Di fronte a questo panorama, dal punto di vista politico cosa ci si può attendere?
«Va sgombrato il campo da un equivoco. Il Parlamento non è vincolato a dare dettagliata esecuzione alla pronuncia della Consulta. Le norme sono l’esito di una valutazione politica che si svolge nelle aule di Camera e Senato: nulla formalmente impedisce di far seguire alla sentenza del 2019 una differente disciplina dell’art. 58o cod. pen., per esempio distinguendo fra la posizione di chi non ha alcun legame col paziente e coloro che invece da più tempo soffrono col paziente in virtù della costante vicinanza a lui; la seconda posizione è evidentemente diversa e tollera una sanzione meno grave, pur mantenendosi il giudizio negativo dell’ordinamento su ogni condotta di aiuto al suicidio».
Quindi?
«Niente preclude di adeguare le sanzioni alla diversità dei casi concreti, fermo restando il giudizio di disvalore verso la soppressione di una vita umana: è il senso della proposta di legge che reca come prima firma quella di Alessandro Pagano.

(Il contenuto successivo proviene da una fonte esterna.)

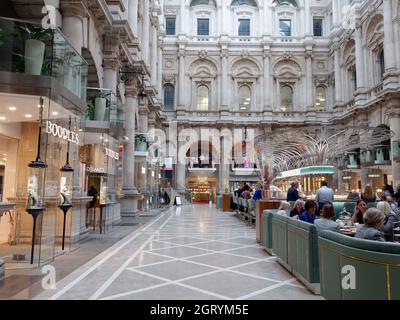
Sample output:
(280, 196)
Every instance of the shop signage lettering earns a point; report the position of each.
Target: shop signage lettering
(112, 154)
(63, 133)
(94, 169)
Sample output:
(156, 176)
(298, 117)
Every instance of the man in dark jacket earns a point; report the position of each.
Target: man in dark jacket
(293, 194)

La nuova disciplina dovrebbe poi rendere effettivo il ricorso alle cure palliative, come è richiesto dalla Consulta, con la presa in carico del paziente da parte del Servizio sanitario nazionale al fine di praticare un’appropriata terapia del dolore».

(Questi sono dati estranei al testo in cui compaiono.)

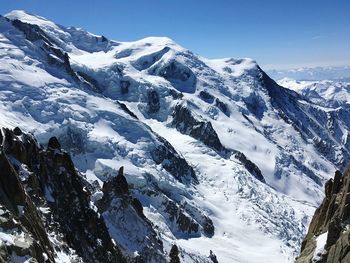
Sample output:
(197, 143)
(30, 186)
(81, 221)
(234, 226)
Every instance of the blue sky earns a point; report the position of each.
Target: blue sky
(278, 34)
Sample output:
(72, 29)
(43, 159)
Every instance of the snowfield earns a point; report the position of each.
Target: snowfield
(112, 104)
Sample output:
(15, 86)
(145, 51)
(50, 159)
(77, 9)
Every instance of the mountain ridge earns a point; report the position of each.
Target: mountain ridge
(195, 136)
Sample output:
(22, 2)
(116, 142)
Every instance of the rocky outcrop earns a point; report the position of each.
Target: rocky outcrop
(185, 122)
(126, 222)
(153, 101)
(36, 180)
(328, 237)
(178, 74)
(171, 161)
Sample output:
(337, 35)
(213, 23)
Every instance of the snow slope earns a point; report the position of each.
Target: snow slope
(116, 104)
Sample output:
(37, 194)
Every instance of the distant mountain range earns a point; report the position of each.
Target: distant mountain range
(146, 152)
(316, 73)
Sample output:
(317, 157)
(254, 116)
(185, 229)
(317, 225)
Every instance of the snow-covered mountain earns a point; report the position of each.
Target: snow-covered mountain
(215, 153)
(313, 74)
(327, 93)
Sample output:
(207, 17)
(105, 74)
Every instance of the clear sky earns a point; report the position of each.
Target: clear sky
(277, 33)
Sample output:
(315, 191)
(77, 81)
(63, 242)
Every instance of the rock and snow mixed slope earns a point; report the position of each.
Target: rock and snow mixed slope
(218, 155)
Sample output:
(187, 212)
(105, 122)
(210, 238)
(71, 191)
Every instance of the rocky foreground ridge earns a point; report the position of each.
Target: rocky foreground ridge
(46, 211)
(328, 238)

Se il combinato disposto del referendum e del ddl Bazoli finiscono per rendere la vita come un bene disponibile, cosa significa per la nostra civiltà?

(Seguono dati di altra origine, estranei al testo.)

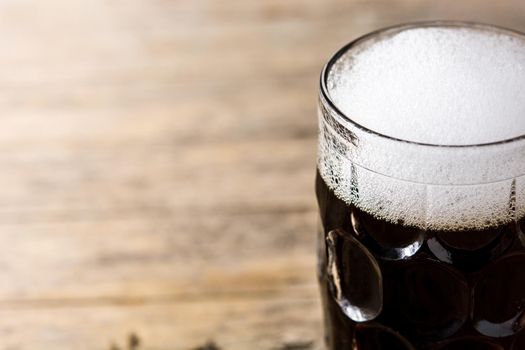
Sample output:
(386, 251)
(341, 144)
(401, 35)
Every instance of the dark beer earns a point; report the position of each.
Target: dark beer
(456, 290)
(421, 190)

«Significa questo: che ammiriamo i disabili che partecipano ai Giochi paralimpici, ma l’empatia si affievolisce se il disabile che non brilla nello sport, e quindi è meno attraente e più carico di problemi, si avvicina al cerchio di sicurezza che abbiamo tracciato attorno a noi. Prendiamo in parola l’anziano che, lasciato in compagnia della sua solitudine e della nostra indifferenza, vede accentuati i malanni dell’età e si chiede perché il Signore non lo lasci andare: ho il rimedio per te – gli rispondiamo -, che non è dedicarti qualche minuto di tempo, ma garantirti una fine indolore. Senza comprendere che quella domanda di morte esige in realtà la nostra attenzione e la nostra vicinanza vera, e retrocede se queste ci sono. Non leggiamo la disperazione del familiare che trascorre senza aiuto anni a fianco a quell’anziano, e per questo anche in tv è pronto – non sempre – a sollecitare strumenti che facciano cessare Io strazio: andrebbe allo stesso modo se avesse avuto o se avesse sostegni concreti? Referendum, sentenze e “testi unificati” sono gli strumenti di questa cultura dell’ipocrisia e dello scarto. È l’allontanamento da sé di ciò che vale, e per questo costa. È la rinuncia ad amare».